President Kenyatta’s speech at the ICPD25 in Nairobi
Strength of a womanAnd because our women are the gatekeepers to family health, they exert such a powerful influence on intergenerational outcomes for their children, empowering women essentially empowers all our families, empowers our societies, empowers our nations and it empowers the world. This was on of the essence of the first International Conference on Population and Development (ICPD), that was held in Cairo in 1994. The Conference highlighted the linkages between population, poverty reduction and sustainable development.
Mortal threatsThe world faces increased health threats including threats from reproductive cancers such as breast, cervical and prostate cancer. And there are also growing environmental pressures including the urgent threat of climate change. This has made the Cairo commitments more urgent and more complex. To complete the unfinished agenda therefore arequires us to develop new partnerships, mobilize political support, increase the level of international and domestic financing; and accelerate implementation of innovative and supportive interventions. Fortunately, there is a greater international commitment and cooperation to address these issues. The Sustainable Development Goals have provided a comprehensive international platform to systematically advance the Cairo Agenda. We also have more scientific and research evidence on what works and better technologies, to guide and support policy. What then should we commit to as we go forward? I believe the packaging of priority actions will differ from country to country, depending on their development priorities. However, at a minimum, we should all commit to: - Increase access to secondary and tertiary education for boys and girls. This is the currency of the 21st century and yet secondary education remains low in some parts of the world while enrolment in tertiary education is less than 20 per cent in many lower-middle income countries, - Accelerate the reduction in maternal deaths. Progress has been much slower than projected in 1994. The death of a mother during pregnancy or while giving birth, significantly reduces the chances of her children to survive and thrive. And yet, as we are demonstrating through Kenya’s First Lady’s “Beyond Zero” programme, most maternal deaths can be prevented with proper antenatal care, skilled delivery at birth and access to emergency obstetric care.

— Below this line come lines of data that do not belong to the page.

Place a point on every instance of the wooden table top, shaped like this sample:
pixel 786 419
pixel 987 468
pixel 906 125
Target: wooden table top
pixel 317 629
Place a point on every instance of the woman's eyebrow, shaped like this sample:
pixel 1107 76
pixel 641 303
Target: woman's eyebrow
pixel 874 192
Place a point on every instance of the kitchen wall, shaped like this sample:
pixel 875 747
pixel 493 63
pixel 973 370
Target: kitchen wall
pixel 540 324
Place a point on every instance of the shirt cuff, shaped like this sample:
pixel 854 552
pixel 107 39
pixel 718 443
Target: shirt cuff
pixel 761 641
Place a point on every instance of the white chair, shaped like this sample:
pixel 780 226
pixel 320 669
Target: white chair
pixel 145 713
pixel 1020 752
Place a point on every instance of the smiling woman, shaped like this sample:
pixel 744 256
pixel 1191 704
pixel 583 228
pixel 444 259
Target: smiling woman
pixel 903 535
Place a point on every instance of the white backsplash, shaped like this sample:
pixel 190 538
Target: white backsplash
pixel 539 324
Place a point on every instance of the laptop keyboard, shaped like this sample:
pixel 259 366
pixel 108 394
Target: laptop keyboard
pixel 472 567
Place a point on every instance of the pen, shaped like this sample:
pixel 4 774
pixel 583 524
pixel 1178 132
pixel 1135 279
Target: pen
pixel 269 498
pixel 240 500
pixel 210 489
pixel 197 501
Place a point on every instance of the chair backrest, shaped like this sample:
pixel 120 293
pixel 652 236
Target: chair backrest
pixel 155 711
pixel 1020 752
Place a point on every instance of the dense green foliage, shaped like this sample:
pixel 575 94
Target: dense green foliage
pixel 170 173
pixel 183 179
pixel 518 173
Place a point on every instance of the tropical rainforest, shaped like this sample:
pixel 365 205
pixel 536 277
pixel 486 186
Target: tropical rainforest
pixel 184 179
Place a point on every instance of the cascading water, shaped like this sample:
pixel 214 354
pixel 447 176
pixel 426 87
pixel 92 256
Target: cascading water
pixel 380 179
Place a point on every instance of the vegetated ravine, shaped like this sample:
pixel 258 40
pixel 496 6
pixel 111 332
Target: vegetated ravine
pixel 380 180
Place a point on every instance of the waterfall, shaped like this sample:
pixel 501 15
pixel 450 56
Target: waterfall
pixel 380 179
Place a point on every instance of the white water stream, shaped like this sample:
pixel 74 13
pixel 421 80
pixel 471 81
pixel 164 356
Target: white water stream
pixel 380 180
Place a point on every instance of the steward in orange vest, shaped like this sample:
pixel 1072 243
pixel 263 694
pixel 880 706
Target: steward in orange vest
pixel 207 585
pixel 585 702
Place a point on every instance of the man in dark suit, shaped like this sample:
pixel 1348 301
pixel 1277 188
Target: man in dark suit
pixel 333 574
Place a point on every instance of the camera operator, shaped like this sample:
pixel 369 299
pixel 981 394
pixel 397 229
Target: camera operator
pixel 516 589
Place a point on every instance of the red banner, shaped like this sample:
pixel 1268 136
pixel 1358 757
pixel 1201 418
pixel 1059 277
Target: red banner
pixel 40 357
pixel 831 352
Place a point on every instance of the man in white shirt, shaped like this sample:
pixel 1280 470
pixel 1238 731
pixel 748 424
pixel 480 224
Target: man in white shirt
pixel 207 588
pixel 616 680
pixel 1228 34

Eliminate FGM- Eliminate Female Genital Mutilation (FGM) which remains one of the most serious violations of human rights of women and girls. I would like to restate my personal commitment and that of the Government of Kenya to providing the leadership necessary to ensure that this practice ends within this generation. In April this year we signed a landmark declaration between the governments of Kenya, Uganda, Tanzania, Somalia and Ethiopia to address cross border FGM practice. And last week, we signed an agreement with religious and cultural elders to eliminate FGM by 2022. - Eliminate violence against women and girls. A woman has a 1-in-3 chance of experiencing physical or sexual violence in her lifetime. This is a major gap in our development record as a global community. Since 1994 Kenya has enacted laws that focus on the eradication of Gender-Based Violence and harmful practices, which include the Prevention against Domestic Violence Act 2015. - I believe we can all commit to eliminate Child Marriages. The percentage of young women between 20 and 24 years of age who were married before their 18th birthday has declined from 34 per cent in 1994 to 25 per cent in 2019, but the absolute number of girls under 18 who are at risk of child marriage, is estimated at 10.3 million in 2019. In Kenya 23 per cent of girls are married before their 18thbirthday. Early marriage denies our girls a chance to achieve their full potential in education and limits their socioeconomic contributions. - I also believe that we can commit to accelerate women’s equal participation and equitable representation at all levels of the political, public and corporate sphere. Global analyses suggest that advances in women’s equality in the workplace would add an additional $1.2 trillion to global growth by 2025. - Strengthen Partnerships: The successes we celebrate today have been achieved through efforts and coalitions by governments, development partners, civil society organisations, private sector leaders, religious communities, women and youth organizations. We need to sustain and expand these partnerships. We need to accelerate the promise of Cairo in order to build sustainable, vibrant and inclusive societies. But if we fail to deliver on the Cairo promise, we risk consigning our children to a less secure future than we inherited.